C'est ainsi que naquit la Faluche. Dès lors, les étudiants forment un corps et participent à la vie officielle de l'Université, aussi bien en France qu'à l'étranger. ils défilent désormais derrière la bannière de l'AGE.

"L’Echo" des étudiants de Toulouse de 1930 comporte des illustrations de Faluchards à la Une : à n'en pas douter, la Faluche est devenue la coiffe officielle des étudiants. Mais la elle n'a pas traversé les âges sans péripéties ni évolutions. Le premier grand déclin fut sous l'occupation, pendant la Seconde Guerre Mondiale. En 1945, on assiste à un léger renouveau. Puis en 1968, la coiffe subit sa "seconde crise", du fait du refus des traditions liées à cet événement. A partir du 8 mars 1976 (synthèses des codes à Lille), on assiste à une véritable "renaissance" de la Faluche, encouragée par l'adoption d'un code national en 1986, et par le centenaire de la Faluche à Reims en 1988.

Les premières transcriptions écrites du code datent des années 60, régissant une tradition orale plus ou moins défaillante au fil des ans. Ces premiers codes permettent d'apporter des repères et des limites contre le fait que l'étudiant cherchait à remplir le velours de façon anarchique. A partir de ce moment, il existe 2 grands codes : le "lillois" et le "toulousain". Les plus anciens codes recensés sont ceux de Toulouse (mars 1966) et Paris (février 1966). Il existe également un "ancien code de Lille" non daté, mais qui selon sa propre introduction aurait été rédigé dans les années 40. Ces codes précisent de nouvelles notions, tels que les rubans associatifs, mais rien sur les emplacements exacts des insignes et des badges. Chaque ville, chaque région, adopte son propre code en fonction de son héritage culturel Faluchard, mais ils restent tous incomplets.

Les années 1968 marquent la période charnière dans l'histoire de la Faluche. En effet, la révolution de mai 68 va conduire au rejet en masse de la coiffe traditionnelle estudiantine. Dès lors, la Faluche est quasiment ignorée, à l'exception des facultés de médecine et de pharmacie, où les traditions sont fortement ancrées.

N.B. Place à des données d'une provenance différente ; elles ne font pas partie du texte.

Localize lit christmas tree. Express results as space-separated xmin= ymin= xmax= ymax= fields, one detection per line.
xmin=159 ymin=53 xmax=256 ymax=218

Manifestation du 11 Novembre 1940

L’histoire française est entrecoupée d’événements tragiques comme les Première et Seconde Guerres Mondiales. Ces saignées privent les nouvelles générations du savoir hérité des anciens. Pour anecdote, le 11 Novembre 1940 près de 2500 jeunes français, sous l’appel de l'Union Nationale des Étudiants, manifestent sur les Champs Elysées (certains arborent une faluche) pour rendre hommage au Soldat Inconnu et célébrer l'Armistice. Les Allemands ouvrent le feu sur les manifestants.
Jugée trop nationaliste, la Faluche est alors interdite par les Allemands (avec une tolérance pour le jour de la Saint Nicolas) qui y voient un moyen de rassemblement et de résistance (système de messages codés avec les insignes). En effet, bon nombre des étudiants préféreront lutter contre l’occupant, bravant le STO (Service du Travail Obligatoire) et les camps de concentration.

Le 11 novembre 2010, une cérémonie salue le courage des lycéens et étudiants. Une plaque en leur honneur est dévoilée par le Président de la République.